Miyamoto Ryuji's photo collection "KOBE 1995 After the Earthquake" is an important work that documents Kobe immediately after the Great Hanshin-Awaji Earthquake that occurred on January 17, 1995.
Collapsed buildings, torn roads, exposed structures - this book takes an extremely calm and thorough look at the city, with the traces of the disaster still etched in its wake, before any reconstruction or narrative had taken place.
Miyamoto produced the series "KOBE 1995 After the Earthquake" in 1995, focusing on photographing buildings damaged by the earthquake. This series was highly praised and was selected for the Japan Pavilion exhibition at the 6th Venice Biennale Architecture Exhibition in 1996. It also won the Golden Lion at the same exhibition.
It is unusual for a Japanese photographer to receive this award at the Venice Biennale, the world's premier stage for art and architecture, and this work was a decisive opportunity to make Miyamoto Ryuji's name known internationally.
For Miyamoto, who has continued to photograph ruins and structures, capturing the traces that time and history leave on architecture, post-earthquake Kobe was not an incidental subject, but a site that exposed to the utmost the fragility of cities, people, and modern architecture. By excluding human figures and emotional drama and simply capturing the damage to the architecture itself, he presents the disaster not as an "event" but as a "material reality."

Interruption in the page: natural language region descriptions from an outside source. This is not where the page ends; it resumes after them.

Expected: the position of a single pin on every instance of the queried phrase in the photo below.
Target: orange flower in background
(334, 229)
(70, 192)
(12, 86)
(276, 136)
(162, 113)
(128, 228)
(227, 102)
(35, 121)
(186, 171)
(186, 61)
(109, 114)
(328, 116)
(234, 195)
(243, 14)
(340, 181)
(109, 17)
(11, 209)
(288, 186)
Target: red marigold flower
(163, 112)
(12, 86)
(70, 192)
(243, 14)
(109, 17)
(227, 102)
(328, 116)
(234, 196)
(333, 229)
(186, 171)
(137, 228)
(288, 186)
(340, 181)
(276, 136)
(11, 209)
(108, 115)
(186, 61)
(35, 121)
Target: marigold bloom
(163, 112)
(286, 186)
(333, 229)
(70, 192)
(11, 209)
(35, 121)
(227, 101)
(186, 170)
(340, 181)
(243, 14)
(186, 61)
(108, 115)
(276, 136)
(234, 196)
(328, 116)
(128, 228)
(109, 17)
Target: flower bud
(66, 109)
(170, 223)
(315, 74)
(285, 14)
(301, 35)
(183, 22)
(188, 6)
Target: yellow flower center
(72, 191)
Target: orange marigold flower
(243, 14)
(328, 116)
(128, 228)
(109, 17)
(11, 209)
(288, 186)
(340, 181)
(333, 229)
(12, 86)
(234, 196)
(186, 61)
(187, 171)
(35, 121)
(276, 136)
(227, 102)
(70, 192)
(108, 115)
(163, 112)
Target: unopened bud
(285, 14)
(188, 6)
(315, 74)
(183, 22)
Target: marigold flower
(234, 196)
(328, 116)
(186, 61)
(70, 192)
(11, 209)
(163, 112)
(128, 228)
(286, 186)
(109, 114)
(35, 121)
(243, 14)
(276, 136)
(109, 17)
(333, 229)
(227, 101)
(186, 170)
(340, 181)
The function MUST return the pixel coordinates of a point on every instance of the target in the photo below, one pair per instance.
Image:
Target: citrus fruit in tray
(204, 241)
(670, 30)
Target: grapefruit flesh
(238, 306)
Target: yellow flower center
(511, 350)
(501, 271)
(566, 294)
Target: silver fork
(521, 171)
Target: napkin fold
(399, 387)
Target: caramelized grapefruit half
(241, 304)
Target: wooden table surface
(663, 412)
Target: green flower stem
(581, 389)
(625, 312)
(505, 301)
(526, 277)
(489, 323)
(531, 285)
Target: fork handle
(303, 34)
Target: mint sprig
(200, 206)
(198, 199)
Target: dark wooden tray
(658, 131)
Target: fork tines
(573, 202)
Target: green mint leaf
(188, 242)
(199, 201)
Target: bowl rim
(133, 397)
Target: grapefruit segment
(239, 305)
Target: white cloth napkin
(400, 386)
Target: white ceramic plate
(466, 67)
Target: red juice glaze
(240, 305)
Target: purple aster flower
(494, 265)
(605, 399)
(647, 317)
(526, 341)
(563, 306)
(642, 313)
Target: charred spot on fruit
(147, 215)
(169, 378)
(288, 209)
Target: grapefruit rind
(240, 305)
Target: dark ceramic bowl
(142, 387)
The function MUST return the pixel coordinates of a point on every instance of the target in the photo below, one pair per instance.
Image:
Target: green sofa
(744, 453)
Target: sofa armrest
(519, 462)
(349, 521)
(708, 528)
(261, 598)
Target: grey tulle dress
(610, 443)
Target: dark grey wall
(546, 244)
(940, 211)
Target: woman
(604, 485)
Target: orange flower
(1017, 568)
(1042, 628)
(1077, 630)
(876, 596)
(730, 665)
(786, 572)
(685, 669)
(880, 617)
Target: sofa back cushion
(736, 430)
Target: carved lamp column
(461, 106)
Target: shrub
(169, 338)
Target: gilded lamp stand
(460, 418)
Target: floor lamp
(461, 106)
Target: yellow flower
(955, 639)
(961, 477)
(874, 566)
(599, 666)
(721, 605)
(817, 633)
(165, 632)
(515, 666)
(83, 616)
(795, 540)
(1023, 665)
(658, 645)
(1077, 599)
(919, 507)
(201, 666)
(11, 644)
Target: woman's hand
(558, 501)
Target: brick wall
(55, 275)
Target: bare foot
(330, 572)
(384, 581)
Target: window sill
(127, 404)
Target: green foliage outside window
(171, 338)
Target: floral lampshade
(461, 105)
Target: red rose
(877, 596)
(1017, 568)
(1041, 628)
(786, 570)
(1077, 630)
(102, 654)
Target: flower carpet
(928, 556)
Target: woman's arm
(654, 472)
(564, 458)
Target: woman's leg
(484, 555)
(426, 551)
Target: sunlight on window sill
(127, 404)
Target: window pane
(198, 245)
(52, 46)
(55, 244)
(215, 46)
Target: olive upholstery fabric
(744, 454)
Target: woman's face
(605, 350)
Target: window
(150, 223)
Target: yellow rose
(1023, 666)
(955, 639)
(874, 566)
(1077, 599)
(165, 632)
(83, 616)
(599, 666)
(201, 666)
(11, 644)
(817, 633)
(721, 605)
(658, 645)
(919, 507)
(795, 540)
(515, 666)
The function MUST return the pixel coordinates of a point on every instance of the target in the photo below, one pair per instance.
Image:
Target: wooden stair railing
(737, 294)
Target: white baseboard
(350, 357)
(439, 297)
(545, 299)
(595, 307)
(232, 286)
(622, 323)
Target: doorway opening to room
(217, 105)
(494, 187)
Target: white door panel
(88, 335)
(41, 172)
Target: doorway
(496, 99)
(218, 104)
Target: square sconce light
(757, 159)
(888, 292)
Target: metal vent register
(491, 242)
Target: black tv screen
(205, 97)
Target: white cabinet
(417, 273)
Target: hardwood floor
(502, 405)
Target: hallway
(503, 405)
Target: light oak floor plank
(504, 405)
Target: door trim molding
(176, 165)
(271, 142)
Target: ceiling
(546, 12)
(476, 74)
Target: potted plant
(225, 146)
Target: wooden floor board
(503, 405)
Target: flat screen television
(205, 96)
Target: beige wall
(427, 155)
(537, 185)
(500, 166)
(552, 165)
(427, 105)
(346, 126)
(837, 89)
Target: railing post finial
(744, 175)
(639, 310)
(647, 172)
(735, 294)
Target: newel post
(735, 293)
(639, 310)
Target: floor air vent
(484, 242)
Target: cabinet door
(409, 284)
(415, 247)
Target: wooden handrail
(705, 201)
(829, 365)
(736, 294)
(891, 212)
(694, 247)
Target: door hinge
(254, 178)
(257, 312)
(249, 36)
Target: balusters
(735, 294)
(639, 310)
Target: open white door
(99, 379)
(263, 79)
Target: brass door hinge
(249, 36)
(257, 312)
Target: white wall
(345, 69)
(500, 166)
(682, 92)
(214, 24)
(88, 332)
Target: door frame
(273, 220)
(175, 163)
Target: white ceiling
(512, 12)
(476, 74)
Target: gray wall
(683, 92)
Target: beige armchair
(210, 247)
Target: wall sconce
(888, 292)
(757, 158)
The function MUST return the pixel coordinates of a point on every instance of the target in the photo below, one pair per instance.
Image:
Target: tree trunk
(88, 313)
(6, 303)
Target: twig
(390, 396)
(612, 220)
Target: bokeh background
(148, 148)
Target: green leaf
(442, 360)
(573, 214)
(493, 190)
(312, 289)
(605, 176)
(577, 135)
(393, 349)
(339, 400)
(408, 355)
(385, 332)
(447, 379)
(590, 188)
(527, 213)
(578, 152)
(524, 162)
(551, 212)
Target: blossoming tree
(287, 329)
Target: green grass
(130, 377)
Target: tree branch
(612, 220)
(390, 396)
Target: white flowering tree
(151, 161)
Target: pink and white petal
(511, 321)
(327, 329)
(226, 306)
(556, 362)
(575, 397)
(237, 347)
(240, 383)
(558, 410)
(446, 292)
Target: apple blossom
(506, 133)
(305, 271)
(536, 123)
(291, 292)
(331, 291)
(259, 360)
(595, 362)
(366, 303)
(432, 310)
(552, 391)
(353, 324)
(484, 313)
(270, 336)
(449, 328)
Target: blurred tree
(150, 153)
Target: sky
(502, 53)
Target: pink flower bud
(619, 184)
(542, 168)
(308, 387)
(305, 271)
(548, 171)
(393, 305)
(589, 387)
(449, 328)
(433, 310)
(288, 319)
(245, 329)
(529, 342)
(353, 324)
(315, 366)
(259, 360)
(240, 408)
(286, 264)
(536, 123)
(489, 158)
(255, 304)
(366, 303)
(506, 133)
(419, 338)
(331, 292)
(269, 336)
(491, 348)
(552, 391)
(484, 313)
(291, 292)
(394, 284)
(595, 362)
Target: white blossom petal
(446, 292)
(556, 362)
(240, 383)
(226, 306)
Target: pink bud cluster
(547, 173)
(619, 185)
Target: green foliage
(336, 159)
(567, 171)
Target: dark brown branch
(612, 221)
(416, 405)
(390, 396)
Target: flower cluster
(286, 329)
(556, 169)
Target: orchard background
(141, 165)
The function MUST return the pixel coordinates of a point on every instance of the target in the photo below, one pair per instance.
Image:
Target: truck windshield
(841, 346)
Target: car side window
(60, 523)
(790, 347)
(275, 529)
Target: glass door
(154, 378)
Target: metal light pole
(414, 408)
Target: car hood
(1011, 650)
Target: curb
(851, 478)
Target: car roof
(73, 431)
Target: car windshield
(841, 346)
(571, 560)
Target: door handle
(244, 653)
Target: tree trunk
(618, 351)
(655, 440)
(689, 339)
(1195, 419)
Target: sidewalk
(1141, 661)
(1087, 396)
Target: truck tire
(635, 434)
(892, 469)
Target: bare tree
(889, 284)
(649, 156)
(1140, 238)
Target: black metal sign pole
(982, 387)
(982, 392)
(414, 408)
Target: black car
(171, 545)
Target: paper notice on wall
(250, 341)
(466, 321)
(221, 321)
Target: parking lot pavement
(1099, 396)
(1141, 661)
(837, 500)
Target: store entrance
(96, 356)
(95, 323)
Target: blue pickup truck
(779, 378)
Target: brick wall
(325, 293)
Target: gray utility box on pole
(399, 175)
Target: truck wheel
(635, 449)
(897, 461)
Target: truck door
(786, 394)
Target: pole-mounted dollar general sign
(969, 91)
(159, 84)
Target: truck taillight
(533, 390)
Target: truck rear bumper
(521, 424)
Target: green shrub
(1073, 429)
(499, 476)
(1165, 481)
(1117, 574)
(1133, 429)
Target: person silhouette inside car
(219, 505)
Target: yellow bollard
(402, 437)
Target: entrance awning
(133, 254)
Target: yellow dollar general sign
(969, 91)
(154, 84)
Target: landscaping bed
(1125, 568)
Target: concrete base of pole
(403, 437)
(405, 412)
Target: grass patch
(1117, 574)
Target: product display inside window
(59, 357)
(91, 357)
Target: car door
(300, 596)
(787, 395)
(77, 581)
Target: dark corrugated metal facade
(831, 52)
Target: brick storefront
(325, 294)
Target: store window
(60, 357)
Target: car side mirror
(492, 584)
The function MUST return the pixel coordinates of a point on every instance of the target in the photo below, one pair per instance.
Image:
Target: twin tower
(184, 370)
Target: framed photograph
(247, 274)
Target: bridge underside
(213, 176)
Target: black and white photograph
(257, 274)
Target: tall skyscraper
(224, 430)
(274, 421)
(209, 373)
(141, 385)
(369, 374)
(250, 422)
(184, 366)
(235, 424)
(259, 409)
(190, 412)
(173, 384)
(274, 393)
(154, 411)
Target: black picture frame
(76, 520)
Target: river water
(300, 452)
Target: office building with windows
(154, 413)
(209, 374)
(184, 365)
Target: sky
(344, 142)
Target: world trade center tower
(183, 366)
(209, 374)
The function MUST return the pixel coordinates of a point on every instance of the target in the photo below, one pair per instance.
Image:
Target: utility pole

The piles of rubble and the exposed cross-sections of the buildings are a sign of destruction, but at the same time they also visualize the distortions and limitations that have been inherent in postwar Japanese cities. There is no sentimentality here, and only the overwhelming weight of time and material masses rises in silence.
"KOBE 1995 After the Earthquake" is not only a record of the earthquake disaster, but also a book that fundamentally questions the relationship between cities, architecture, and photographic expression, making it an indispensable photo book for Japanese photography since the 1990s, and even for the history of architectural expression.